O nacht, jij hebt verbonden
Geliefde met geliefde,
geliefde in de Geliefde omgevormd!
6. Aan mijn borst in bloei,
geheel voor hem alleen bewaard,
daar bleef hij ingeslapen
en ik streelde hem
en de waaier van ceders gaf wind.
7. De wind van de tinne,
toen ik door zijn haren streek,
trof met haar hand
sereen mijn hals
en vervoerde al mijn zinnen.
8. Ik bleef zelfvergeten,
vlijend het gelaat over de Geliefde,
alles week en ik liet mij,
latend mijn schroom
tussen de leliën vergeten.
(Gedicht en vertaling haal ik van de site Spirin. Daar is ook een volledige uitleg te vinden van het gedicht.)
Een aantal jaren geleden bezochten wij Segovia, alwaar zich het graf bevindt van Juan de la Cruz. In een aparte kapel, in het Klooster van de Ongeschoeide Karmelieten.
Na dit 'poëtisch-mystieke uitstapje' keer ik terug naar Enomiya-Lasalle:
Voor het begrip mystiek verwijst hij naar Carl Albrecht, die een boek schreef over het Mystiek Bewustzijn. Albrecht deed dat vanuit eigen ondervinding met het schouwende leven, en vanuit zijn kennis als arts.
Carl Albrecht (1902-1965)
Boek: Meditation als weg zur gotteserfahurung.
Lasalle legt het mystieke zelf als volgt uit:
Oude gebedsmethoden werken niet meer, bijvoorbeeld vanwege de bijbelexegese; mensen kunnen eenvoudig niet meer letterlijk nemen wat er geschreven staat.
In het christendom zijn we, zoals al gezegd, vertrouwd met de zogenaamde intentionele meditatie, maar de meditatie van niet-christelijke oorsprong gebruikt andere methoden.

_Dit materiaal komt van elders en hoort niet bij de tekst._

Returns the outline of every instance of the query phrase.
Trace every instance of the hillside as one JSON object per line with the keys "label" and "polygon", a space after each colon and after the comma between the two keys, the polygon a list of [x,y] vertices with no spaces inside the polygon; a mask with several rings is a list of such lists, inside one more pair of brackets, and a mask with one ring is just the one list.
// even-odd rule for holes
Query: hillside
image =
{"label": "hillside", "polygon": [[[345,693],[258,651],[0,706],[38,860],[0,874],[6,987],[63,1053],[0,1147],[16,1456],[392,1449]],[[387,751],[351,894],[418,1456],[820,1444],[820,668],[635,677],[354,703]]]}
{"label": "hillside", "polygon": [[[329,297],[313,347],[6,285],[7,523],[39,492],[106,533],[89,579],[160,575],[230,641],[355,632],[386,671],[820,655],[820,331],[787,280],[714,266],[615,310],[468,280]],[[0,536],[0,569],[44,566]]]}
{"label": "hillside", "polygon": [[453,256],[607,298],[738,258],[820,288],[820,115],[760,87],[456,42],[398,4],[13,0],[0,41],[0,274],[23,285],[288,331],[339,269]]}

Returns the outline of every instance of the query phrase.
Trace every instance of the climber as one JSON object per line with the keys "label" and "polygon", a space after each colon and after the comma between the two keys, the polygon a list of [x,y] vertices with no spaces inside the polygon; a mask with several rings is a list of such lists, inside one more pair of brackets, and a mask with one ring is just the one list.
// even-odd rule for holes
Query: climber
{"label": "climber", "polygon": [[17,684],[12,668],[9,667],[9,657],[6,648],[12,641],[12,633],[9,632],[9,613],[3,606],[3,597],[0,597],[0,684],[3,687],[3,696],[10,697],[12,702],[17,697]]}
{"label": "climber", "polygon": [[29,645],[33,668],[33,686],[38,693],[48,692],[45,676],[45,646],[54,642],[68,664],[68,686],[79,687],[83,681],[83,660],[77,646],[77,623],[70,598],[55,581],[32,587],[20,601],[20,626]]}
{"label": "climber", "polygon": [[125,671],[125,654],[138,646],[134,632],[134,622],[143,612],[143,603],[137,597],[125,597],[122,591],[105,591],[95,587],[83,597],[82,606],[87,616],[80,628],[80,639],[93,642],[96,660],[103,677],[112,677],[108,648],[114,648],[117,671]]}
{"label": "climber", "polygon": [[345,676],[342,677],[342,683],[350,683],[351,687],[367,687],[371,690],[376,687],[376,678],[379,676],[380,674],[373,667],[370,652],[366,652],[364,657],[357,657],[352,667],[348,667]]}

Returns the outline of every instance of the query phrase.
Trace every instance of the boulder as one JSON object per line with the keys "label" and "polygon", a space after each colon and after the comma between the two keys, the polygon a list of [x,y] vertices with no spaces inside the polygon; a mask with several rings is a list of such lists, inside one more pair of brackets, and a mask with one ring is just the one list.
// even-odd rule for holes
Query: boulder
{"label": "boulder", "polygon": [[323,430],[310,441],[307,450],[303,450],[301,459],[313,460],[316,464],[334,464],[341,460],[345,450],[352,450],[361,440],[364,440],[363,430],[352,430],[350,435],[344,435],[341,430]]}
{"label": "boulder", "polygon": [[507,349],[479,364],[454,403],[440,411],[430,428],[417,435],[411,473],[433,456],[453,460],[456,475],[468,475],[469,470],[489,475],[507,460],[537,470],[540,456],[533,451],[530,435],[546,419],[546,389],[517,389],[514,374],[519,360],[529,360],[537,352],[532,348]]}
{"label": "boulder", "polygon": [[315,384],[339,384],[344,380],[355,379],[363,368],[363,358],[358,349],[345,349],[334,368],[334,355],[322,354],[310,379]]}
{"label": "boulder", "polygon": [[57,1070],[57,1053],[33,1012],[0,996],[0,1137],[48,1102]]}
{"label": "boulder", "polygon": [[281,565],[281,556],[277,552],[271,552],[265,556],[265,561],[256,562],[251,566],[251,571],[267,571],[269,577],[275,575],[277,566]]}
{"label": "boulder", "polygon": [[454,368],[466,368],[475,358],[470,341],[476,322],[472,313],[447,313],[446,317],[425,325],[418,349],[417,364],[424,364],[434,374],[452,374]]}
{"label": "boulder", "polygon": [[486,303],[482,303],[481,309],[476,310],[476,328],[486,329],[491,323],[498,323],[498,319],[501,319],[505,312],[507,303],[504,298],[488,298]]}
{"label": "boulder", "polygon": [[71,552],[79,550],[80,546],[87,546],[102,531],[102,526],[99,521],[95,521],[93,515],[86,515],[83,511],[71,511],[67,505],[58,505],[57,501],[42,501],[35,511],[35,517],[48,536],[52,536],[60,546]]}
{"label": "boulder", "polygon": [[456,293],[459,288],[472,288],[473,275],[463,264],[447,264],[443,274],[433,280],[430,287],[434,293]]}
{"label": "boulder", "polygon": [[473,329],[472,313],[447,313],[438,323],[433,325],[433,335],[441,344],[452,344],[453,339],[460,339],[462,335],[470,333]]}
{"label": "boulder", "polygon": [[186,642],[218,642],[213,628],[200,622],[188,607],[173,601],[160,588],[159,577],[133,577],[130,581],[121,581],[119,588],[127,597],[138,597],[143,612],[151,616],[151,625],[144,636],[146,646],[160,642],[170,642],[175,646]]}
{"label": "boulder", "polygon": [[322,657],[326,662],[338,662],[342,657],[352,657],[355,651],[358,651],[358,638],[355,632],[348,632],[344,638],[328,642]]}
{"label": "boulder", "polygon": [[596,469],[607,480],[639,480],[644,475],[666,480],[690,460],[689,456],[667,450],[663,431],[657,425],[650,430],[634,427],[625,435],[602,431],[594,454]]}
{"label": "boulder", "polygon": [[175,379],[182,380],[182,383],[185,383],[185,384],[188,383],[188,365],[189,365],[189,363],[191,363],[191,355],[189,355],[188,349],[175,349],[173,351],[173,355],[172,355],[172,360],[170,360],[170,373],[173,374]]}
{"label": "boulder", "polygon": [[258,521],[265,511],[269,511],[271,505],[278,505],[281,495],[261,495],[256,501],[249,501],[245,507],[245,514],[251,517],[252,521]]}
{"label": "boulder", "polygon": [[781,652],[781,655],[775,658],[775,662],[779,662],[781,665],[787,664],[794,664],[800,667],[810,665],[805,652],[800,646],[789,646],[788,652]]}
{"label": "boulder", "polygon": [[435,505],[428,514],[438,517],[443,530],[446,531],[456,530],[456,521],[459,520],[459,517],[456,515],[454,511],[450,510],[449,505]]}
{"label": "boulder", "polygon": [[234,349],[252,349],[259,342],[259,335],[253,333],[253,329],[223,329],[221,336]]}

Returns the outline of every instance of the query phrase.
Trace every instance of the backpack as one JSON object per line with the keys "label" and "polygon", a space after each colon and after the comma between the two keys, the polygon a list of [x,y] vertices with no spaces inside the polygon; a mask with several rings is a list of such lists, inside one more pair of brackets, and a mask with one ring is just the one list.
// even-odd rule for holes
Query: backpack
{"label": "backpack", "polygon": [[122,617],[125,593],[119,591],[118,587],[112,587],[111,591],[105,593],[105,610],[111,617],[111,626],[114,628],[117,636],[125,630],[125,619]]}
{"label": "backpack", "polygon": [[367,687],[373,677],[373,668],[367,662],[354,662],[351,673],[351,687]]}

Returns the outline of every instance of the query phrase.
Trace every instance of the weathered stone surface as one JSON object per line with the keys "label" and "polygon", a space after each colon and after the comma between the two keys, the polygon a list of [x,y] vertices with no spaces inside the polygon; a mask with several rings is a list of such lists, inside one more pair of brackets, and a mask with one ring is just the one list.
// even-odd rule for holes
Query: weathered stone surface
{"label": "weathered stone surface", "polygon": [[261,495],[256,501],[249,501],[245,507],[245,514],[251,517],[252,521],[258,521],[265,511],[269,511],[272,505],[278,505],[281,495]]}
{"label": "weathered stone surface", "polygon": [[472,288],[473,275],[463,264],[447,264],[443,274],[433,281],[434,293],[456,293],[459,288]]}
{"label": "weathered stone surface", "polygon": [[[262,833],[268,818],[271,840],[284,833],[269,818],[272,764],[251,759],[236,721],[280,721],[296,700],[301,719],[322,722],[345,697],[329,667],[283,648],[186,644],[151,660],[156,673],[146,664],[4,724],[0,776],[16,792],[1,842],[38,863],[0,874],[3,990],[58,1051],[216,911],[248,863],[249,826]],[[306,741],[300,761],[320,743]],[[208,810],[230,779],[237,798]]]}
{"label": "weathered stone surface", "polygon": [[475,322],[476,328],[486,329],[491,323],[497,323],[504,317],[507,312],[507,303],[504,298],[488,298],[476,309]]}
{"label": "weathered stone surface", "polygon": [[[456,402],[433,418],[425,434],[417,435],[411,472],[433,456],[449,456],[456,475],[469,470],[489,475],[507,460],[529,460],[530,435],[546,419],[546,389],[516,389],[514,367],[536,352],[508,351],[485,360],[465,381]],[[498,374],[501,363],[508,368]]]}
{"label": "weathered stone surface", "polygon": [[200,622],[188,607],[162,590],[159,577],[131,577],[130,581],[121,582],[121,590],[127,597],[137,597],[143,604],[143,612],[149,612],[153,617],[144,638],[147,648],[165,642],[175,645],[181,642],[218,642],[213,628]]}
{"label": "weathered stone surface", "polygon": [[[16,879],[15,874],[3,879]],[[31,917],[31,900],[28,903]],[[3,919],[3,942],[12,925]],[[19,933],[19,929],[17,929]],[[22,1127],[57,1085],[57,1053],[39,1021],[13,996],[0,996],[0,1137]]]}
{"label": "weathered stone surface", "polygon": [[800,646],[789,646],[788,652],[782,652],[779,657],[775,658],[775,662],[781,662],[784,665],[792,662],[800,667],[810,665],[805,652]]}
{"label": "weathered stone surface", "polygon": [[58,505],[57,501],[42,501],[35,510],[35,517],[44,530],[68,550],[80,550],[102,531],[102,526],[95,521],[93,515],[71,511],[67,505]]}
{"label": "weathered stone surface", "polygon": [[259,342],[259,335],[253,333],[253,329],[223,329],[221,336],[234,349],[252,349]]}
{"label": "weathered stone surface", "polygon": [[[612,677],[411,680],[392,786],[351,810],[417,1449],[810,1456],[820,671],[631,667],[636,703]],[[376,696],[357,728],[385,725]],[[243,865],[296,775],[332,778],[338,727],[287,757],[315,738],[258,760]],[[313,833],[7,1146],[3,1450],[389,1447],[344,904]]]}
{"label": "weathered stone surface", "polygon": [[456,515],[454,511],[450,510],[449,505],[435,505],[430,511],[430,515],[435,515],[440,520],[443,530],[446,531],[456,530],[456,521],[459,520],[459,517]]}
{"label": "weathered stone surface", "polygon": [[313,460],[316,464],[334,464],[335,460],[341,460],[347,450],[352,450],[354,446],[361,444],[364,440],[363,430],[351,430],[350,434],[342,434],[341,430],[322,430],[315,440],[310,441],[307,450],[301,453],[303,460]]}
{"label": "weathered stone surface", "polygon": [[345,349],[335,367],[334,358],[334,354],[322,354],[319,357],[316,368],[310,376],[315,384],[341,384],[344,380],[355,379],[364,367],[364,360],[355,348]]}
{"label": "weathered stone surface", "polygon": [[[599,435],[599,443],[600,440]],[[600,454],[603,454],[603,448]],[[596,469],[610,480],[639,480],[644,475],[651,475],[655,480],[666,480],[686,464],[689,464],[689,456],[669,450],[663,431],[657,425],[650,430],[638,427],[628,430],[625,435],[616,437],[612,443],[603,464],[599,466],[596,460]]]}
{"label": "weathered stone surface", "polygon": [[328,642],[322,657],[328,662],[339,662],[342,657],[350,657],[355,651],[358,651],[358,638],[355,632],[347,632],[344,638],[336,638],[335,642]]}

Het verstand heeft in het westen lange tijd overwicht gehad op de ontwikkeling van de mensheid, zie de bloei van natuurwetenschap en techniek. Maar we lijken een beetje op het eindpunt van die weg te zijn gekomen, op religieus gebied. En er ís ook meer:
Portretten van Hammerskjöld, Kierkegaard en Eckhart. Van: DEZE SITE, artikel Welmoed Vlieger.
Met als titel:
Over de grond van de ziel – Daar waar de mens geworteld is in het eeuwige.
Behalve verstand en wil is er nog een derde geestelijk vermogen: de grond van de ziel, waaaruit alle geestelijke vermogen voortkomen. Dit feit is in de grote godsdiensten uit het oosten altijd erkend, in het westen is dit orgaan verkommerd door overbeklemtoning an het verstand. Je kunt dit orgaan ook 'het derde oog' noemen. Hugo van Sint-Victor noemde het, het oog van de beschouwing. Boefent men veelvuldig zazen, dan zal men ervaren dat christelijke waarhieden en schriftteksten op onverwachte wijze letterlijk gaan oplichten. Geloven is niet alleen maar een abstrakte manier van kennen, het is een begrijpen met heel zijn persoon
Hugo van Sint-Victor geeft onderricht in de kloosterschool (Bodleian Library)
Hugo van Sint-Victor (ca. 1097- 1140); beroemd mysticus, scholastisch filosoof en theoloog.
Met het derde oog wordt tegenwoordig het zesde chakra bedoeld.
O.i.v. de Oefeningen van Ignatius is de objektgebonden meditatie die overwegend met verstand en wil wordt beoefend, sterk verbreid. Men begint met het lezen van de Schrift, daarover moet men dan nadenken, en vervolgens moet men die op het eigen leven betrekken. Tot besluit volgt er dan een dialoog met God.
De toegang tot de oergrond bestaat bij de kontemplatieve orden, die ouder zijn dan Igantius, uit het denken aan Gods tegenwooordigheid in het eigen hart. Er worden geen akten verricht, maaar ontvangen en geboren, als in een moederschoot.
Die oergrond is niet zomaar identiek met het onbewuste, er moet onderscheid worden gemaakt tussen het hogere, geestelijke onbewuste en het lagere, psychische onbewuste. De hogere bezit de kracht om godsdienstige moeilijkheden, vooral geloofsmoeilijkheden te overwinnen.
Je kunt ook zeggen: het denken brengt het geloof niet dichterbij; bovendien komt de mens door denken vaak nog verder in de problemen.
Orthodoxe afbeelding van de heilige drie-eenheid in de vorm van drie engelen in de "gastvrijheid van Abraham". Russisch beeld van Andrei Rublyov.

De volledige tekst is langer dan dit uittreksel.